Complimentary Pins on Arduino?

Hello, I am in the middle of a university project, and at the point where we need to build a H-bridge. We want the output of one pin to be exactly the digital opposite of the other. Our supervisor recommended that I check if the arduino has something which he called ‘complimentary pins’ which output high when the other is low and vice versa.

I’ve searched a little and I cannot find anything, it could be that I am getting the correct term wrong.

Could anyone help me?
Thanks

No it doesn't look a port manipulation in the playground and/or the datasheet.

Why do you think you need this with a h-bridge?

Mark

Wouldn't a NOT gate do the trick?

Wouldn't a NOT gate do the trick?

Not if (and its a very big if) the OP really wants this,

We want the output of one pin to be exactly the digital opposite of the other.

Mark

Our supervisor recommended that I check if the arduino has something which he called 'complimentary pins' which output high when the other is low and vice versa.

The arduino does not have this feature, in fact there are only a few processors that have it.
Simultaneous switching can be done by outputting information on the direct port of the processor, but this will never be exactly the same because there will be a rise and fall time associated with each pin.

If you want to make a H-bridge then you do not need this feature if you design it correctly.

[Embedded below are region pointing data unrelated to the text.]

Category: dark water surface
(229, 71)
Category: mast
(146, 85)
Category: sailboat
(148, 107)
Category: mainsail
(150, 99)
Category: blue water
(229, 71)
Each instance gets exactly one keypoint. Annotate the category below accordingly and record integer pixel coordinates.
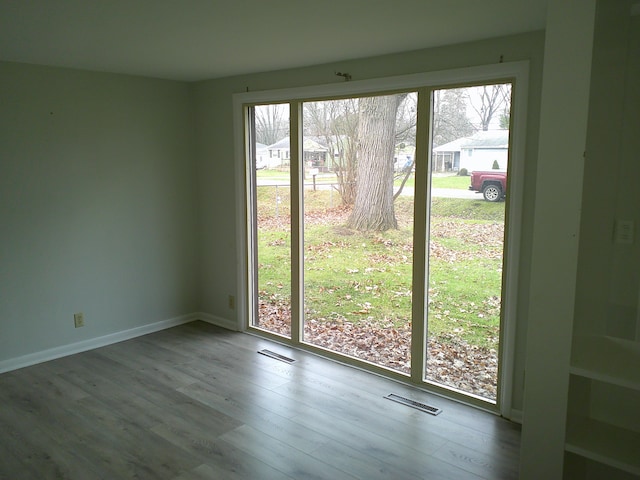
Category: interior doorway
(419, 297)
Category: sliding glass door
(366, 242)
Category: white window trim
(518, 72)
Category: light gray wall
(214, 117)
(97, 205)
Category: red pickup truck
(492, 184)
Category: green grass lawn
(352, 275)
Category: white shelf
(604, 443)
(608, 359)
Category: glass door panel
(466, 237)
(272, 217)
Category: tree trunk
(373, 208)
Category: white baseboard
(90, 344)
(516, 416)
(218, 321)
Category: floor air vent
(275, 355)
(413, 404)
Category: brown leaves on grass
(451, 361)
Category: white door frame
(516, 72)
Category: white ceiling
(204, 39)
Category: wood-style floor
(199, 402)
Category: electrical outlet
(624, 231)
(78, 320)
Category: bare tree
(373, 208)
(490, 99)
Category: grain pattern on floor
(198, 402)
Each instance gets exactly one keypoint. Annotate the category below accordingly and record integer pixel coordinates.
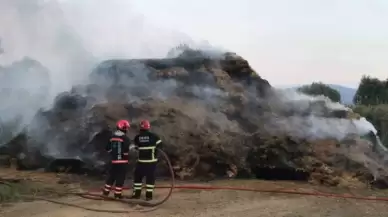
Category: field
(188, 202)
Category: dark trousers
(117, 173)
(142, 170)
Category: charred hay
(209, 112)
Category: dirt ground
(212, 203)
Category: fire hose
(153, 206)
(88, 195)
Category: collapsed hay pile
(211, 111)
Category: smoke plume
(312, 118)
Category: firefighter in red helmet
(118, 147)
(146, 143)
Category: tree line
(370, 101)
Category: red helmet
(145, 125)
(122, 125)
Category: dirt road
(193, 203)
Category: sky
(286, 41)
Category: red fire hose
(97, 196)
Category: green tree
(371, 91)
(318, 88)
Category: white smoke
(68, 38)
(311, 117)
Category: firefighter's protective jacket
(147, 142)
(118, 147)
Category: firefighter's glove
(133, 147)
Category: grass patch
(16, 191)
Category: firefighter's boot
(118, 196)
(136, 194)
(148, 195)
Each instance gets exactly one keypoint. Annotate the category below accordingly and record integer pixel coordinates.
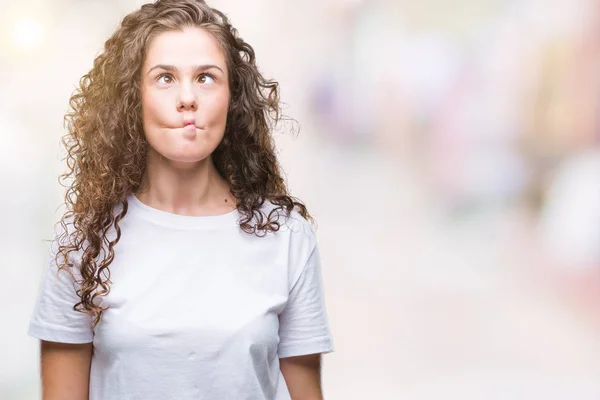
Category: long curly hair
(107, 149)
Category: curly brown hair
(107, 149)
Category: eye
(168, 76)
(206, 78)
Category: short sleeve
(303, 324)
(53, 317)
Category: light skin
(184, 79)
(180, 178)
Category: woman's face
(185, 95)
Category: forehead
(186, 48)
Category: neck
(184, 188)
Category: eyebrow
(173, 68)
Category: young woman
(183, 268)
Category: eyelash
(201, 75)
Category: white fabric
(198, 309)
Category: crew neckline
(165, 218)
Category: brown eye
(167, 76)
(206, 78)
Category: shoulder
(292, 224)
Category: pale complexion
(185, 98)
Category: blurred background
(449, 150)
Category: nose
(187, 100)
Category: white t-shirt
(198, 309)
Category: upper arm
(65, 370)
(303, 376)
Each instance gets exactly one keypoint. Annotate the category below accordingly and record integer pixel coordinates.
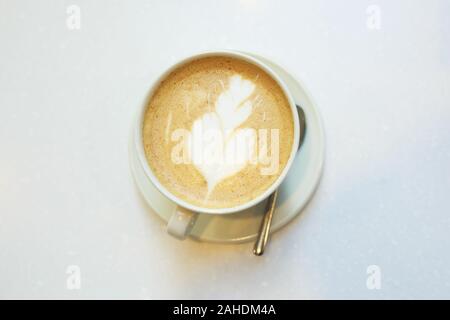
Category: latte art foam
(218, 132)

In fact to avoid shoot through this is a feature you do not want. You want to be in control of what the signals are doing and do not expect anything to happen simultaneously.

holmes4:

Wouldn't a NOT gate do the trick?

Not if (and its a very big if) the OP really wants this,

We want the output of one pin to be exactly the digital opposite of the other.

Mark

Either I don't understand something about NOT gates, or we have a breakdown of communication.
I wasn't suggesting to implement a NOT gate somewhere on the arduino board, but to use one pin, fork it and use one side to to drive whatever is needed directly, and the other to hook up to the NOT gate and drive whatever else is needed.
Since there is no such thing as simultaneous anything, we all need to live with some kind of delays. A simple transistor changing its state is fairly fast.

Since there is no such thing as simultaneous anything

I think that was the point Mark was making, there will be a propergation delay between the input going to one logic state and the output following it to the other. This delay depends on what sort of NOT gate you use.

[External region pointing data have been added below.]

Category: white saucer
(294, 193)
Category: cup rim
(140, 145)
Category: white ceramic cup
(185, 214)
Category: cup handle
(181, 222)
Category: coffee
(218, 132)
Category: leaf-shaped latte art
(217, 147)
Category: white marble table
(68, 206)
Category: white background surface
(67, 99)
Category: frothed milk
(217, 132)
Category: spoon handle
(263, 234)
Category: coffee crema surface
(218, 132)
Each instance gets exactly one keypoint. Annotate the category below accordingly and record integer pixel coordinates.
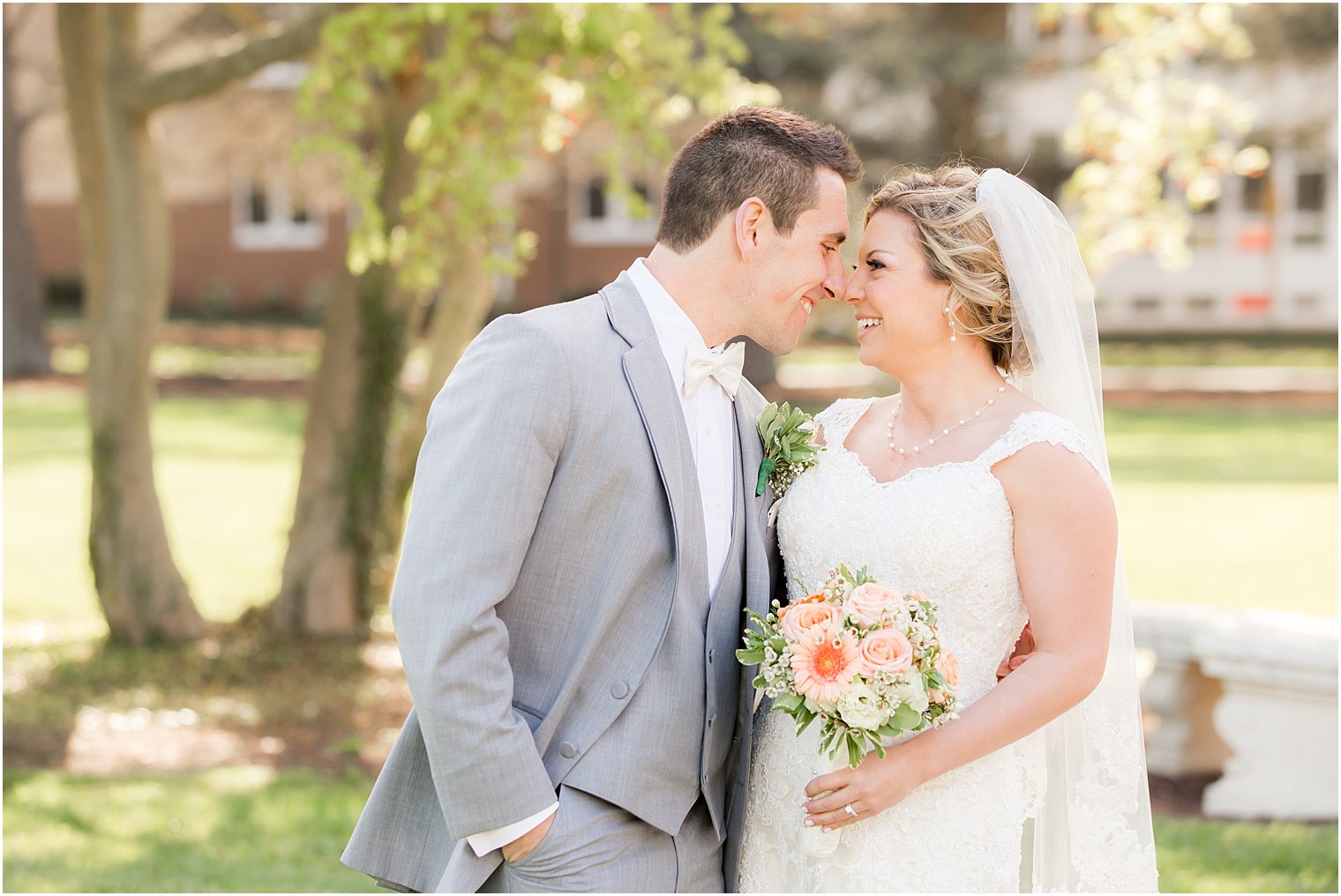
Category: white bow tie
(700, 363)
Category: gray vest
(673, 738)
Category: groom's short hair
(753, 151)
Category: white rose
(912, 695)
(860, 707)
(900, 617)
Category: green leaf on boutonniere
(789, 448)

Isn't the point of direct port manipulation to make IOs update together?

PORTD = PORTD | 0b00001100; // set bits 2,3
PORTD = PORTD & 0b11110011; // clear bits 2,3

Won't those bits change on the same clock edge?

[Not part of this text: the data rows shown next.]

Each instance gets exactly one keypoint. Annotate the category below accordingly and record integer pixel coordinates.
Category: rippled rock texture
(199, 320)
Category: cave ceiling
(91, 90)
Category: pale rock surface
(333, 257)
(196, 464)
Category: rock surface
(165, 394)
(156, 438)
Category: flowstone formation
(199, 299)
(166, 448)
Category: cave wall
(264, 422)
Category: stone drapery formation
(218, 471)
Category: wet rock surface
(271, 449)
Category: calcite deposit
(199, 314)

Yes they will be but they will not be changing at EXACTLY the same time but close enough I would think so for this application.

I think that was the point Mark was making, there will be a propergation delay between the input going to one logic state and the output following it to the other. This delay depends on what sort of NOT gate you use.

That's correct. Adding inverters in this way was used to delay signals.

Mark

Thanks for the replies, and the option I was considering was a NOT gate, but I know this will add a time delay on the order of nanoseconds, which isn't such a big deal.

I hope if I give more detail someone will be able to direct me the right way?

I'm making the h bridge from two Infineon BTN7960 half bridges, and the logic input changes whether the high side or low side transistor is on. I would have thought that having the input to one high and the other low would allow the current to pass through the motor one way then the other.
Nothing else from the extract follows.